Вот это по-нашему, по-русски. Браво, Георгий Валентинович!
- Извольте взглянуть, - протянул он следователю два исписанных листочка, - здесь список задержанных на митинге в субботу. А это - фамилия той самой мадам, которая купила хромовый портфель с двумя застёжками и заказала медную дощечку с гравировкой. И там, и там есть одна фамилия - Кричевские. А вьюнош, принятый полицией накануне Пасхи - Вениамин Андреевич, именно что Кричевский, выпускник гимназии.
- Значит, нам с вами пора за парту, - с иронической усмешкой произнёс Иван Ильич и проследовал с жандармом в гимназию, благо была она прямо на противоположной стороне улицы. Прибыв, сыщики бесцеремонно заняли кабинет директора, самого директора послав за упомянутым ранее выпускником и мятежником. Спустя минуту, он (мятежник) явился под конвоем обеспокоенного главы учебного заведения.
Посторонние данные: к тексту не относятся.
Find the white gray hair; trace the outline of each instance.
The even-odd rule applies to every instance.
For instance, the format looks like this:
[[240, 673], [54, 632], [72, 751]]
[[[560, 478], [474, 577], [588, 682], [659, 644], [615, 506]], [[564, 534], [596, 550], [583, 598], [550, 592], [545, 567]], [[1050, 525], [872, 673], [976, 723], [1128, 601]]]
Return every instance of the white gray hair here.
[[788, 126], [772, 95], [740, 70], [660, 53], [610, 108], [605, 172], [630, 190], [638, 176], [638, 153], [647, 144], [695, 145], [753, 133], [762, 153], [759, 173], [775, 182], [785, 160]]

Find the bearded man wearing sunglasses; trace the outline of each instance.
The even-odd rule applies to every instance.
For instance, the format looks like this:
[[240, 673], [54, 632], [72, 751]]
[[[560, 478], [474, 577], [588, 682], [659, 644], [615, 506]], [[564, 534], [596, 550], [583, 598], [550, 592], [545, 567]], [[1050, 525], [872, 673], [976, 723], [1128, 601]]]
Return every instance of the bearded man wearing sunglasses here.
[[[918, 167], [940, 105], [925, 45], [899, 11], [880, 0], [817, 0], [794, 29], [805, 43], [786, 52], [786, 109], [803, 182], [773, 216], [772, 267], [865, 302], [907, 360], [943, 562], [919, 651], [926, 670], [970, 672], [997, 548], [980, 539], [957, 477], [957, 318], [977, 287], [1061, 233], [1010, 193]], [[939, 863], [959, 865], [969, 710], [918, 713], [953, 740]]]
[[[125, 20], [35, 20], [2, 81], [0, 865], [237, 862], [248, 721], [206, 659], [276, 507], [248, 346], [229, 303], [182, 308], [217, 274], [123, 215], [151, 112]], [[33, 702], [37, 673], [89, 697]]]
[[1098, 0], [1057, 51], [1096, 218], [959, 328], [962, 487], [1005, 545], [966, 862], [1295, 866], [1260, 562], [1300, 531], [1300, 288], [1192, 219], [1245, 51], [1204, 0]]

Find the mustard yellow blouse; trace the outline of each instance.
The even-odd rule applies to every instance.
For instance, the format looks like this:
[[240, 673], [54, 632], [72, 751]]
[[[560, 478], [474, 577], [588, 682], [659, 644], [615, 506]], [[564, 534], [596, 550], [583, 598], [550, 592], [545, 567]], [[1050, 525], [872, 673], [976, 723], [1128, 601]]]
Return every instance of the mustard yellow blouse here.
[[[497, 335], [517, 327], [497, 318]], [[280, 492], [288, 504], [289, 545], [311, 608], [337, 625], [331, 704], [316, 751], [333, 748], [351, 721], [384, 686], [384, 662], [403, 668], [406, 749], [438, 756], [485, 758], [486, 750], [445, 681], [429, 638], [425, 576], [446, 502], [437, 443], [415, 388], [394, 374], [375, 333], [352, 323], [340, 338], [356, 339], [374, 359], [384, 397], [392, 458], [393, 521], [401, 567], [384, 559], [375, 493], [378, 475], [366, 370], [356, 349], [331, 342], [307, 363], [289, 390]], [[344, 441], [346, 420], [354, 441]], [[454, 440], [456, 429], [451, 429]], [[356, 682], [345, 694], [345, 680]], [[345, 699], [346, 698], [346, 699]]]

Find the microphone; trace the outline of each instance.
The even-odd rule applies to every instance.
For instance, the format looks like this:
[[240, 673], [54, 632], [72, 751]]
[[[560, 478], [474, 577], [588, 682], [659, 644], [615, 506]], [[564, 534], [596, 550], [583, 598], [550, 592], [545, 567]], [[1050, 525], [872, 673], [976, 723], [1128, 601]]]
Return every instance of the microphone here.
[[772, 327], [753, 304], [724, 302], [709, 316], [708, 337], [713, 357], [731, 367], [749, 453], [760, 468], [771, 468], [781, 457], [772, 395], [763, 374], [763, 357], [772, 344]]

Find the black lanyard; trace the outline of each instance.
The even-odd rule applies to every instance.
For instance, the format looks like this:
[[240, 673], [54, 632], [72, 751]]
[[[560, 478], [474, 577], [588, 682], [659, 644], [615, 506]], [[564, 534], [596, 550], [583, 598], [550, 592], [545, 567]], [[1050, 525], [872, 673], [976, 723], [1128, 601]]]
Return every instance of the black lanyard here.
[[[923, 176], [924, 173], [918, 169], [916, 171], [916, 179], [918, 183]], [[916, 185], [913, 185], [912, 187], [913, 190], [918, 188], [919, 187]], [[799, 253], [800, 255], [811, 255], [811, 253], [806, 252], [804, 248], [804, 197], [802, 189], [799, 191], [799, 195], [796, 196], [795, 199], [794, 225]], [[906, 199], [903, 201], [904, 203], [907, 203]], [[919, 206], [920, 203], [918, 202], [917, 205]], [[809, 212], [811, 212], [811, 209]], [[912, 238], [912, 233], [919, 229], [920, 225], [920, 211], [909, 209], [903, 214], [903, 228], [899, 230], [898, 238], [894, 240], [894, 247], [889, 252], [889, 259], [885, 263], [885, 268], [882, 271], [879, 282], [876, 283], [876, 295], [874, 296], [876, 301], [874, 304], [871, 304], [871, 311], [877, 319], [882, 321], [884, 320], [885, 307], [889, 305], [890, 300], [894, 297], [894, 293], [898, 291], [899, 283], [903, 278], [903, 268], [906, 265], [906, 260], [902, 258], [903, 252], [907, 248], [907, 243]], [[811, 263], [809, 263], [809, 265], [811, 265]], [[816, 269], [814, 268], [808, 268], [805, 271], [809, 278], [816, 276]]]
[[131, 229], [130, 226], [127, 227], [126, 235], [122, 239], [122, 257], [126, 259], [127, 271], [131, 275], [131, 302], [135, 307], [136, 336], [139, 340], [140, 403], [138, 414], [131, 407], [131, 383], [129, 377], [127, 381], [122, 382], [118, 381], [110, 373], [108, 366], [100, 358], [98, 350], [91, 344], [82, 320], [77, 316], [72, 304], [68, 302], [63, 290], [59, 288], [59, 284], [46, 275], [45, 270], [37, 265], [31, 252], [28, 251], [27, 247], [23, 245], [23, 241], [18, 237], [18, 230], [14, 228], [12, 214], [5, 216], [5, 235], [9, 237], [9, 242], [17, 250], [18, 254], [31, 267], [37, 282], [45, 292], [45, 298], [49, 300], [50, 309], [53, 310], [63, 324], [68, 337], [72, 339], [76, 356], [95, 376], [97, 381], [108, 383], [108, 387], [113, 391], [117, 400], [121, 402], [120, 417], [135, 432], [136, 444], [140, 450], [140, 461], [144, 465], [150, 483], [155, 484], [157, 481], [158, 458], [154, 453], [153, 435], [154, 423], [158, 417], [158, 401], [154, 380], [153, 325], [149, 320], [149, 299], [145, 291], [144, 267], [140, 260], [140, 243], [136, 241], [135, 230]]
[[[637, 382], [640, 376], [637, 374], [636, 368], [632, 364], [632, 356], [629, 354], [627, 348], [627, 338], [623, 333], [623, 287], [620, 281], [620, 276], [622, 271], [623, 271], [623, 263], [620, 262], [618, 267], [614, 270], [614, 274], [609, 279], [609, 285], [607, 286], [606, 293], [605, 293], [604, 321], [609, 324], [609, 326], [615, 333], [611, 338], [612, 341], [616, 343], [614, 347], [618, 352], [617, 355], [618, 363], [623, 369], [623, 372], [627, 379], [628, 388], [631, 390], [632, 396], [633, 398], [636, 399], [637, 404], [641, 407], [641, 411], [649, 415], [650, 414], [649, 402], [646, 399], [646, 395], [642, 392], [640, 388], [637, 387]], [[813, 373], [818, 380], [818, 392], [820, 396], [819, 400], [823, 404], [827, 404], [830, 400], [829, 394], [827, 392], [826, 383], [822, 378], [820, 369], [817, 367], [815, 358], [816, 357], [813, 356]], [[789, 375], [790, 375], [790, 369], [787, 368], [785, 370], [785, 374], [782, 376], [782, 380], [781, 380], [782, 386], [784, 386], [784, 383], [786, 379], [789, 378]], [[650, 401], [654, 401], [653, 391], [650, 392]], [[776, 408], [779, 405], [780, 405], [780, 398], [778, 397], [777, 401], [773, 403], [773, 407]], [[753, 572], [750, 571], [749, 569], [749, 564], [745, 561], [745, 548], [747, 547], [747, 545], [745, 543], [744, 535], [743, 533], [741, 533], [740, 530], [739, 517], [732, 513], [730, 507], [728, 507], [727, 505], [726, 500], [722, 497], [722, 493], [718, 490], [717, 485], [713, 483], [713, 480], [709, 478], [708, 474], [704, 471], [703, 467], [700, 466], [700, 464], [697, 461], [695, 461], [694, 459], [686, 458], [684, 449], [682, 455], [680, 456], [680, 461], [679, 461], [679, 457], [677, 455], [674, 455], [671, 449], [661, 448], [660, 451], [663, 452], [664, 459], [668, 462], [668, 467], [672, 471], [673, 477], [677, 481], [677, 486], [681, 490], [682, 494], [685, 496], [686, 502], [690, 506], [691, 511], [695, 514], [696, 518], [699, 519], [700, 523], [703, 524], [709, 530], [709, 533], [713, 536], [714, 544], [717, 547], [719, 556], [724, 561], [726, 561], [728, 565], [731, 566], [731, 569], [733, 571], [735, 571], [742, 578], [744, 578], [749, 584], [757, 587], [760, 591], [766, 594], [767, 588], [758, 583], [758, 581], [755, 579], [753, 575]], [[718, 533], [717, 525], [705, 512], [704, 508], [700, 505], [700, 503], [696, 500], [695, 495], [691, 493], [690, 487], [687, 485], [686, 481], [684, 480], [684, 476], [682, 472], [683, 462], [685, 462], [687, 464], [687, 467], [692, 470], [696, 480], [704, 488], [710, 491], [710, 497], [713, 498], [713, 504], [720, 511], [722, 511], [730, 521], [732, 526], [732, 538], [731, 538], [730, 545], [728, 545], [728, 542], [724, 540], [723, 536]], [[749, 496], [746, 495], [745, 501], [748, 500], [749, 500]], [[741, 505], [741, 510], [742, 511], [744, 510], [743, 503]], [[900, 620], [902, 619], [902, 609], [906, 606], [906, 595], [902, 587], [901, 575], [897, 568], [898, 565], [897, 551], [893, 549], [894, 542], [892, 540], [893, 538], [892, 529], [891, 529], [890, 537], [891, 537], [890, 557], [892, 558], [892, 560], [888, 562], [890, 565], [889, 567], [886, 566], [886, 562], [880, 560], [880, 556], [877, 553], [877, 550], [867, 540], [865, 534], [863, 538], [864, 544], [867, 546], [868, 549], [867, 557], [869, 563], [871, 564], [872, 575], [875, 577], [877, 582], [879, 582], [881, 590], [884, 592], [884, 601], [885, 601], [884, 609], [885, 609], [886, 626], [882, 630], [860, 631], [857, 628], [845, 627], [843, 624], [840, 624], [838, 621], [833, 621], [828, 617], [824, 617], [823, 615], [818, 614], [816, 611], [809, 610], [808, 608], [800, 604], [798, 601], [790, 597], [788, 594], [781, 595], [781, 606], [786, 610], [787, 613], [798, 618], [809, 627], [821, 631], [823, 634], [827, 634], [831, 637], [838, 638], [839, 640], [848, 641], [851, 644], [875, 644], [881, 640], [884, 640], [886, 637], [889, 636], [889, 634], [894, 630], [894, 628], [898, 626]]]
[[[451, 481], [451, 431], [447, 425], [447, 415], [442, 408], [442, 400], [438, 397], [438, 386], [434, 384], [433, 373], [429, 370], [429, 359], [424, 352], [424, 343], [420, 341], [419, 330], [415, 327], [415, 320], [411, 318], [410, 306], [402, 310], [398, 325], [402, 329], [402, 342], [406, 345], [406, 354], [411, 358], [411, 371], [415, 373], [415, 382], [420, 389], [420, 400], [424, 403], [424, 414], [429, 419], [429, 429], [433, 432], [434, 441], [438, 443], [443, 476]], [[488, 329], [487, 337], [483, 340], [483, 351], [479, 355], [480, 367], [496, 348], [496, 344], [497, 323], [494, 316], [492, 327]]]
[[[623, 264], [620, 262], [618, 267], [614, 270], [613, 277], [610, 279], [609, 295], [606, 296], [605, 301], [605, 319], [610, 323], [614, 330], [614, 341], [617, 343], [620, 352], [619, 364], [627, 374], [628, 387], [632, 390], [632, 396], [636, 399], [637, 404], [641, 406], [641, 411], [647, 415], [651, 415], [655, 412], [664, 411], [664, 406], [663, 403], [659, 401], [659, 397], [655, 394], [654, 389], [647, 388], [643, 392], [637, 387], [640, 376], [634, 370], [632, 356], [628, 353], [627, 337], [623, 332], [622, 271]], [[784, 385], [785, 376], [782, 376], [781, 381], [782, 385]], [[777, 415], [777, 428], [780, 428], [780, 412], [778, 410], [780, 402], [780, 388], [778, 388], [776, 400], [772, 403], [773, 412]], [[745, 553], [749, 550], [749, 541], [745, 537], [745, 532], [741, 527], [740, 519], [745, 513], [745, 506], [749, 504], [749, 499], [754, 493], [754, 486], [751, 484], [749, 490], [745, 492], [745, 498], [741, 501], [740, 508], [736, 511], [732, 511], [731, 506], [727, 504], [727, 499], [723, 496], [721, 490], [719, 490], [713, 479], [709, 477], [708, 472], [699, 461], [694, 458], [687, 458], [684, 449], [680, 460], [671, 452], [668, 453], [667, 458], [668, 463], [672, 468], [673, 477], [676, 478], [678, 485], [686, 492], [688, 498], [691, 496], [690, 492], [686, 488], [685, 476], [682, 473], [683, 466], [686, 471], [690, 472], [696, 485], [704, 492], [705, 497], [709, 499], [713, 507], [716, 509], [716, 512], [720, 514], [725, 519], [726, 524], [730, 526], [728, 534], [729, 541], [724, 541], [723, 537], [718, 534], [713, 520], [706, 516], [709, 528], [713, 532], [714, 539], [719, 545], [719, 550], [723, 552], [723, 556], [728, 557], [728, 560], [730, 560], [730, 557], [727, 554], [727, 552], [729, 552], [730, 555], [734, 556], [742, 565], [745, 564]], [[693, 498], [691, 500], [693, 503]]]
И начался допрос, причём директора из его кабинета попросили, а дверь закрыли наглухо и говорили негромко.
- А знаете ли вы, - начал свою задушевную речь барон Корф, - что вам следует за участие в революционных действиях?
- Нет, - растерянно проблеял выпускник.
- А вот что, мальчик резвый, кудрявый, влюблённый. Ждёт вас прогулка в арестантской робе до Центрального Владимирского пересыльного пункта. Там наденут на вас кандалы и погонят своим ходом две тысячи вёрст до Урала, да ещё три тысячи вёрст до речки Колымы. Месяца за три дойдёте, спешить некуда. А там вам торжественно вручат кайло и пристроят на творческую работу в шахте, на веки вечные. И это, если непричастны вы к смертоубийству жандармского генерала.
Рот "карбонария" безвольно открылся, а глаза абсолютно перестали моргать.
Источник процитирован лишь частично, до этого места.